What this radar is
The Enterprise AI Radar is a monthly, opinionated briefing for CIOs and CDOs in organisations of 500 or more employees. It maps 44 AI categories across five strategic blocks and assigns each one an editorial verdict based on where the market actually is, not where vendors say it is.
It is designed to answer five practical questions:
- Should we invest in this category now, or wait for the market to mature?
- Which AI categories require board-level governance and risk attention?
- Where is commercial adoption running ahead of (or behind) technology readiness?
- What should we pilot in the next six months to stay ahead of peers?
- Which categories are becoming table stakes, and which are still differentiators?
Five strategic blocks
The radar organises 44 categories into five blocks, each representing a distinct layer of the enterprise AI architecture.
AI Foundation covers the core model and runtime layer: foundation models, LLM providers, model hubs, inference providers, agent platforms, and fine-tuning platforms.
AI Data Layer covers the data infrastructure required to feed and contextualise AI systems: data lakes, ETL pipelines, vector databases, RAG infrastructure, knowledge bases, data quality, catalog and lineage, and feature stores.
AI Enablement covers the engineering and operations layer: APIs, middleware, workflow automation, MLOps, LLMOps, CI/CD, testing and evaluation, deployment management, prompt management, and orchestration.
AI Trust and Control covers governance, risk, and compliance infrastructure: AI security, guardrails, PII protection, access control, policy enforcement, compliance, governance, auditability, monitoring and observability, traceability, red-teaming, and model risk management.
AI Value Domains covers business application areas where AI creates measurable enterprise value: marketing and sales, customer service, operations and supply chain, finance and risk, HR and workforce, product and R&D, legal and compliance, and digital workplace.
Five scoring dimensions
Each category is scored across five dimensions. All scores are in the 0 to 100% range. The overall maturity level shown in each category card is a weighted blend of these five dimensions.
Market Maturity (25%) measures how widely the category has been adopted across enterprises of 500 or more employees. It ranges from horizon signal to standard infrastructure, based on vendor density, funding activity, analyst coverage, and observable buying patterns.
Technology Readiness (20%) measures how production-grade the underlying technology is. It considers API stability, SLA guarantees, enterprise integration patterns, and the operational controls available to production teams.
Adoption Momentum (25%) measures the rate of change in enterprise uptake over the past six months, derived from news signal volume, source quality, and observable deployment patterns.

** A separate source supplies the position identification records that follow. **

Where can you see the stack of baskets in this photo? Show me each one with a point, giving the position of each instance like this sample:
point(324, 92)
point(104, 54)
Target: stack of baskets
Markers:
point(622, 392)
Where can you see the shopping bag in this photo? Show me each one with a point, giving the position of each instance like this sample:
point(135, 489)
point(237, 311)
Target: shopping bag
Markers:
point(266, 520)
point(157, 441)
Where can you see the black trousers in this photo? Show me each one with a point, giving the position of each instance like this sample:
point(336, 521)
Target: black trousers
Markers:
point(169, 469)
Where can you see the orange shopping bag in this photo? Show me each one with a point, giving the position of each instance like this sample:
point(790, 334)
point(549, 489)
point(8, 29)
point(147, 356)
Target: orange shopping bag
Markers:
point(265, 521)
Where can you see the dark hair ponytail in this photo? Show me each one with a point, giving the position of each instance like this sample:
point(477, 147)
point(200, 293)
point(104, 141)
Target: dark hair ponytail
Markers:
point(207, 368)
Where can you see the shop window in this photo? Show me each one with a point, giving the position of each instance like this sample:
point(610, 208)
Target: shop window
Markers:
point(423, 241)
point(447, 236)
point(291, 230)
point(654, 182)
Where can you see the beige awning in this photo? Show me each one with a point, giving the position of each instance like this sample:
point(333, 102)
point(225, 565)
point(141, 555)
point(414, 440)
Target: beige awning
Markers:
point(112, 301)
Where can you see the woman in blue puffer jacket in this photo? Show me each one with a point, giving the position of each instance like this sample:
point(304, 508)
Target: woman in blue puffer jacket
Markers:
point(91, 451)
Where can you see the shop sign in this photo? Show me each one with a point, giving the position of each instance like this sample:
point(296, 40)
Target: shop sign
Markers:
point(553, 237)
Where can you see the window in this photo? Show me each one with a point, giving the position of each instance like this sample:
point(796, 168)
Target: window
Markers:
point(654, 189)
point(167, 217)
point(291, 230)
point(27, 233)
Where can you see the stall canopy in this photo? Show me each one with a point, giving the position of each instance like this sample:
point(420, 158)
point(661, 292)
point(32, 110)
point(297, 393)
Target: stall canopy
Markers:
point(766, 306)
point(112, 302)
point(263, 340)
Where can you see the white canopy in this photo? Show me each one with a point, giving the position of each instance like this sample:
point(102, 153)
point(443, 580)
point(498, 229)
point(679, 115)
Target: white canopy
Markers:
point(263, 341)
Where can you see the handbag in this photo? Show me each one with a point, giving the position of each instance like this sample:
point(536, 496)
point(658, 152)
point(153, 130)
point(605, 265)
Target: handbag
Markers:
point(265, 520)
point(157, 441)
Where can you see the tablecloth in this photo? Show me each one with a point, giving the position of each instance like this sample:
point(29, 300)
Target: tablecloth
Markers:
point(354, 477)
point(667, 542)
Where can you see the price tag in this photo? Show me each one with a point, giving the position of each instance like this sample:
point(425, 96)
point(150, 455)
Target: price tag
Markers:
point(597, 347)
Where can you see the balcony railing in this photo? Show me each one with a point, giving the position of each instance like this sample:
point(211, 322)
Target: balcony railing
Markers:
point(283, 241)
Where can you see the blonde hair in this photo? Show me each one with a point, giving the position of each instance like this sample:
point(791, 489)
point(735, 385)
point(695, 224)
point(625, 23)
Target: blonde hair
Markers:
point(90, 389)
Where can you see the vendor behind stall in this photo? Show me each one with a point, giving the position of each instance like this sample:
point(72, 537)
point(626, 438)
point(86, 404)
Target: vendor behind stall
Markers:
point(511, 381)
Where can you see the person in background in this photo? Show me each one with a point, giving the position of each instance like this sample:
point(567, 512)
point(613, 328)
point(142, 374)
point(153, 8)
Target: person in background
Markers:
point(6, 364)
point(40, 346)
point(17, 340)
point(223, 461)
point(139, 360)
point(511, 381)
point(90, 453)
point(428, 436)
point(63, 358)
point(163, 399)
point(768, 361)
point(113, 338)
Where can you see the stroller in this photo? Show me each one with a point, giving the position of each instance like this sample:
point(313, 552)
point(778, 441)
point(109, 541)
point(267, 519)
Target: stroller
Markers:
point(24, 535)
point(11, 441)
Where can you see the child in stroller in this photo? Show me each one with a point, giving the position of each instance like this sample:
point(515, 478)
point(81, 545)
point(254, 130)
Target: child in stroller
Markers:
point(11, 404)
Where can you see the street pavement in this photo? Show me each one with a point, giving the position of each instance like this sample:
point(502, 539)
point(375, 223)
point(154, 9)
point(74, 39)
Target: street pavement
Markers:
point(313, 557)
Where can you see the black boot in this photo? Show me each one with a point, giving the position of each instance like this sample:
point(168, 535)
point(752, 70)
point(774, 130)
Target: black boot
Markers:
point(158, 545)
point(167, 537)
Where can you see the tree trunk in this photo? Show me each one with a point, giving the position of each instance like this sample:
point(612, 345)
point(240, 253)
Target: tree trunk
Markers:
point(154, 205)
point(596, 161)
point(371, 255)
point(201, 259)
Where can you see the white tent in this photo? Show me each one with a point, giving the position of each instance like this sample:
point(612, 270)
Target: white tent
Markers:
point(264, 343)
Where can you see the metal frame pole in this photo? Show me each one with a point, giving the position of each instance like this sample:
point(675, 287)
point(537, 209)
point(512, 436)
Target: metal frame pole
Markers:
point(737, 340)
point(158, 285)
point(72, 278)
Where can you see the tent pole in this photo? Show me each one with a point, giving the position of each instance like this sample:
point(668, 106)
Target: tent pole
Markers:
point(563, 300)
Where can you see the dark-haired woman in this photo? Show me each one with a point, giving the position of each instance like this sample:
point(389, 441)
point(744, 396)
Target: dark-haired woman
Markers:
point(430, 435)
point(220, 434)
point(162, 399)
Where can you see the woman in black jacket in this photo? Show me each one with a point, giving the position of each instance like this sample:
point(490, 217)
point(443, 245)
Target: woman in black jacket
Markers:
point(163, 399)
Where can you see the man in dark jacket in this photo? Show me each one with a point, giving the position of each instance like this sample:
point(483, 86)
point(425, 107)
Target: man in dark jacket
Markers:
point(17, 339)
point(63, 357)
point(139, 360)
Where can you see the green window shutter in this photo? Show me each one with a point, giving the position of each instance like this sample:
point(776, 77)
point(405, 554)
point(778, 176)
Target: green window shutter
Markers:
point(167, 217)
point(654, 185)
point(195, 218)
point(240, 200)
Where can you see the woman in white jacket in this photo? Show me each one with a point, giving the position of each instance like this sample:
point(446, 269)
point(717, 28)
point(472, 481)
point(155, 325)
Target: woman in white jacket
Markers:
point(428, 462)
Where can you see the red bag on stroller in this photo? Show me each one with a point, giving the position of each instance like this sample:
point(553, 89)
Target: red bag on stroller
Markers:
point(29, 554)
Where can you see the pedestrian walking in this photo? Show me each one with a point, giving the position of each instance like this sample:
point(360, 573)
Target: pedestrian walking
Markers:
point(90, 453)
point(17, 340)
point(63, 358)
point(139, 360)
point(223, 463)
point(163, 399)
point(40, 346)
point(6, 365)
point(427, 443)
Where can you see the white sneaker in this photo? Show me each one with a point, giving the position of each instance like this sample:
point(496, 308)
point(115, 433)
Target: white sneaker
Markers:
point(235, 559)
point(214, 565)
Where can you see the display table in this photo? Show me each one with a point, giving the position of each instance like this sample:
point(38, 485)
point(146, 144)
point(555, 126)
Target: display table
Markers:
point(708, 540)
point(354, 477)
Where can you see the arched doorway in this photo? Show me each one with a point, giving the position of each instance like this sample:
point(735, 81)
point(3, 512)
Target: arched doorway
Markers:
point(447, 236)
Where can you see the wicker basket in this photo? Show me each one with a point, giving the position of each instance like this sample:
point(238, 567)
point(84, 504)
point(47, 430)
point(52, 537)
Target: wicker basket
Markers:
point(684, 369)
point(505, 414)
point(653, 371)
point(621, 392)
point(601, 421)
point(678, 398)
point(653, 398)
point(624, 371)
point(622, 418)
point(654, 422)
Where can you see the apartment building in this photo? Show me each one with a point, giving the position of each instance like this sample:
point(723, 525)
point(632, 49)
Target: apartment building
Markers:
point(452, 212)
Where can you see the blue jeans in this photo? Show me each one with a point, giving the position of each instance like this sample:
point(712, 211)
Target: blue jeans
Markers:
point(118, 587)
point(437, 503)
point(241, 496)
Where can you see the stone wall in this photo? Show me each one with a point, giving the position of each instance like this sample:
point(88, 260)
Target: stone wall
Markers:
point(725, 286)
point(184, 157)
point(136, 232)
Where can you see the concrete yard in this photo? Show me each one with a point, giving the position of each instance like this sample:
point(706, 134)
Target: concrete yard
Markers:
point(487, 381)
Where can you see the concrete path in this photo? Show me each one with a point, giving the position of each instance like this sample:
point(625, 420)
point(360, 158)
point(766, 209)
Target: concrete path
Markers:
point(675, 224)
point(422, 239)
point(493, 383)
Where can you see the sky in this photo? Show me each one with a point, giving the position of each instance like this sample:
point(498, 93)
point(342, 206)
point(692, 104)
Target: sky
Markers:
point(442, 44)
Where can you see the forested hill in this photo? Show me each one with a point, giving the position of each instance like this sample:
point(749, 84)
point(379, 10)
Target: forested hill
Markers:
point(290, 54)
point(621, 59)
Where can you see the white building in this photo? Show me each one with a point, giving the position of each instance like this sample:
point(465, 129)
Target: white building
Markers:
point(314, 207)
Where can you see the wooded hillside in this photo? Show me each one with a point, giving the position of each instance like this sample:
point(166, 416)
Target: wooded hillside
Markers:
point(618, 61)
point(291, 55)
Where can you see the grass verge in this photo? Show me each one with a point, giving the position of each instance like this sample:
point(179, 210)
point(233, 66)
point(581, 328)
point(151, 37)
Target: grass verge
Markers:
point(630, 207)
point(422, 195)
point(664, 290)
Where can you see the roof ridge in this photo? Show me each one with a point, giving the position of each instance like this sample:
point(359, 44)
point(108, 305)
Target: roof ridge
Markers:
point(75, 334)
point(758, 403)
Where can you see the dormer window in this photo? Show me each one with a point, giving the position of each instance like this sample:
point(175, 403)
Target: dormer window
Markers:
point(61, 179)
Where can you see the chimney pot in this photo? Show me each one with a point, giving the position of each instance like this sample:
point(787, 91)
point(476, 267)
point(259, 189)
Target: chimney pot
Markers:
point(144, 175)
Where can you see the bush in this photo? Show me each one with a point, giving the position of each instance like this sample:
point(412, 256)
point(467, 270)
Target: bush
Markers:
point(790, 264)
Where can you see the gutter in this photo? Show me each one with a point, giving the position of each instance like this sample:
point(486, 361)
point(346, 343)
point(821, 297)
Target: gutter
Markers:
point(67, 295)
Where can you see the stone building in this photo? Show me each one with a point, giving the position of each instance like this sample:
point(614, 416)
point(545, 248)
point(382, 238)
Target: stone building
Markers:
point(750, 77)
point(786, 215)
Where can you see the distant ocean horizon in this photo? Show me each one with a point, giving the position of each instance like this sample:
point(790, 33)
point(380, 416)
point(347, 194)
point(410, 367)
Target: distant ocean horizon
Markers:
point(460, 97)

Strategic Relevance (20%) measures how central this category is to AI strategy for a typical CIO or CDO. It is weighted by frequency across analyst coverage, enterprise architecture discourse, and executive priority surveys.
Control Criticality (10%) measures how much governance, risk, and compliance attention this category demands. Higher scores warrant closer board-level scrutiny and earlier governance investment.
How ring positions are assigned
The overall maturity level is computed from the five dimensions above. Ring positions follow fixed thresholds:
Adopt (65% or above). Production-ready. Procure, deploy, and standardise with confidence. These categories have proven enterprise value, stable tooling, and broad adoption. The strategic question is no longer whether to invest — it is how to govern and scale.
Trial (45% to 64%). Worth pursuing with discipline. Run structured pilots with clear success criteria and defined exit conditions. Technology is maturing and enterprise patterns are forming, but standardising too early creates architectural debt.
Assess (25% to 44%). Early and fragmented. Build internal knowledge without committing to a vendor or architecture. The category is real but not yet enterprise-grade. Monitor market consolidation closely.
Hold (10% to 24%). Proceed with caution. Existing implementations should be reviewed; new investment should wait for market or technology consolidation. Regulatory risk or architectural instability may be a factor.
Watch (below 10%). Too nascent for investment. Track quarterly as a horizon signal. No enterprise action required today.
Signal processing
Each edition is built from 500 or more signals collected from industry sources: research institutions, regulatory bodies, analyst reports, vendor announcements, earnings calls, open-source repositories, and practitioner communities.
Signals are weighted by source quality, freshness, and relevance to the enterprise context. Each signal contributes a directional adjustment to one or more scoring dimensions. The editorial team reviews aggregated scores before publication and applies calibration where signal data is sparse or concentrated in a single source type.
Scores are directional benchmarks, not exact measurements. They reflect the balance of observable evidence at the time of publication and are updated monthly as new evidence accumulates.
A note on Hold and Watch
The absence of categories at Hold or Watch in the Q1 2026 baseline reflects the curation logic of the radar. The 44 categories were selected because they are already relevant to enterprise AI architecture. Categories that exist but have no credible enterprise application are excluded from scope rather than placed at Watch. Hold and Watch will appear in future editions when evidence supports downgrading a previously active category.